I think that's gaining traction for for probably longer than we've thought. I mean, I think that there's been more. But I think PE is is uh turbocharging a little bit because there's people who are like, I just don't want to work for the PE firm, not necessarily for good reasons or bad reasons, just they don't they have a bad, a bad impression of it.

KC Brothers:

Yeah, I think that that is a whisper we probably should have called out earlier too, of just people starting their own, because I think they're whether they're coming from big four and like I don't want 80-hour work weeks, this this kind of lifestyle, or if they're even coming from a smaller boutique local firm with an older partner that might be stagnant in their ways. I just think the the barrier to entry for starting your own effective firm is so low right now, to the extent that I have even thought about it.
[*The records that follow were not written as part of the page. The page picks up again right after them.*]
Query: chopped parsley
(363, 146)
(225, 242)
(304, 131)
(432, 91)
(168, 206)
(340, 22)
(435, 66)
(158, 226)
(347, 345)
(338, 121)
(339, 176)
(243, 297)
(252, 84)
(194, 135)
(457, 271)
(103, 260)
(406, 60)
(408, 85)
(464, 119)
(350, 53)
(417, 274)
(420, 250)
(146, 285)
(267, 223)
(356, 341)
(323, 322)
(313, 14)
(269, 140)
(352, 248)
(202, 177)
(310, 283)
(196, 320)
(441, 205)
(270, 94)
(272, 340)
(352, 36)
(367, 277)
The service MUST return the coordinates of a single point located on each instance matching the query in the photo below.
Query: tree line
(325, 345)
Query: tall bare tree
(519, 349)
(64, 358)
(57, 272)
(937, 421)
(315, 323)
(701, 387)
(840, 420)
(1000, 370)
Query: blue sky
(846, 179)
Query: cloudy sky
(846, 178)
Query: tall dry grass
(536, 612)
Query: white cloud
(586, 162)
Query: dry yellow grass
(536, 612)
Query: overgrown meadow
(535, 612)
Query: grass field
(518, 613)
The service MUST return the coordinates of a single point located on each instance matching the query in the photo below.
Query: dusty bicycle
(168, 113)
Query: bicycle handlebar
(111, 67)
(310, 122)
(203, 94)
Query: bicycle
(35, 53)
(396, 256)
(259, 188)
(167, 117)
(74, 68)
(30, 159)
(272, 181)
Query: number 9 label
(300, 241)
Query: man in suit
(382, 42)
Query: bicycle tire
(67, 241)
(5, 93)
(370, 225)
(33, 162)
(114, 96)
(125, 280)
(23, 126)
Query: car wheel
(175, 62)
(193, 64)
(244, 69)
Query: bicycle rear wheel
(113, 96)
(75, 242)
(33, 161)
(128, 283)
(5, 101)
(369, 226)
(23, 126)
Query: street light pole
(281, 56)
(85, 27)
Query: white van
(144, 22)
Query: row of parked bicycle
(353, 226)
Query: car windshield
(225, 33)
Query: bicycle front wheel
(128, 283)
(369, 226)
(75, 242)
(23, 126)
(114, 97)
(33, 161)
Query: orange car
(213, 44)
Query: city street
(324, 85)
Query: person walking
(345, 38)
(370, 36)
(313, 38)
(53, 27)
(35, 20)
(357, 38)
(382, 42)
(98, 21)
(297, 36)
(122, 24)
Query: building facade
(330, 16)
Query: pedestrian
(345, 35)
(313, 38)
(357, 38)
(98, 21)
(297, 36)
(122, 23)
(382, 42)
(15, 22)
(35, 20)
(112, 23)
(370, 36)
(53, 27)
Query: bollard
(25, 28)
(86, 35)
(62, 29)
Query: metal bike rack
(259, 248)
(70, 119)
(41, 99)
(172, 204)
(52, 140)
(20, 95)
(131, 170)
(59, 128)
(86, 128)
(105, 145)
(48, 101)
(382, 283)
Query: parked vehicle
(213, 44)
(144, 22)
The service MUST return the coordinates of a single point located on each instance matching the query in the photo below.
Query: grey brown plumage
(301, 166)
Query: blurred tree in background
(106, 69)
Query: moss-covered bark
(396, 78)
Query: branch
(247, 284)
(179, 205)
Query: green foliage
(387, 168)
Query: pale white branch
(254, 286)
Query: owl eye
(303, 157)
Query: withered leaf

I'm like, I know I could be the operations founder of an accounting firm and just hire my accounting talent.

Dan Hood:

Yeah, no, I would this, yeah, this is a weird, this is uh it is the barriers are incredibly low, right? You don't need you you don't need anything. You can do it. I wanted to jump on you talked about, you know, lifestyle. I think that's one thing that's that's a little bit of a whisper now, and I think it's gonna become huge, is the notion of people saying, well, I don't have to run an accounting firm that looks like every other accounting firm. I can run an accounting firm that just if I'm just making enough for me, that's great. Uh a little bit of a whisper now, but a lot more accountants saying, no, I don't need to do all the work that comes my way. I need to to make enough money to live comfortably and to to offer opportunities to the people who work for me. But I don't need to be, you know, if I'm if we're all happy, we don't need to do more work just to do more work. Um and I think that's gonna be it's gonna become much more people are gonna get a lot more permission to say that um and to think that way.

KC Brothers:

I love that.

Dan Hood:

Which is which is gonna be much healthier for everybody, right?

KC Brothers:

Uh yes, we need more healthy accountants. They do such great work, and I would love to see their happiness score go up and not be on the top list of depression and we're here to help solve that problem. Give them good tech that can automate things that they don't need to do and get your time back. Go home at five.

Dan Hood:

Yeah.

KC Brothers:

Excellent. Okay. Well, thank you, Dan.

Dan Hood:

Cheers. Thank you, Casey. It was great.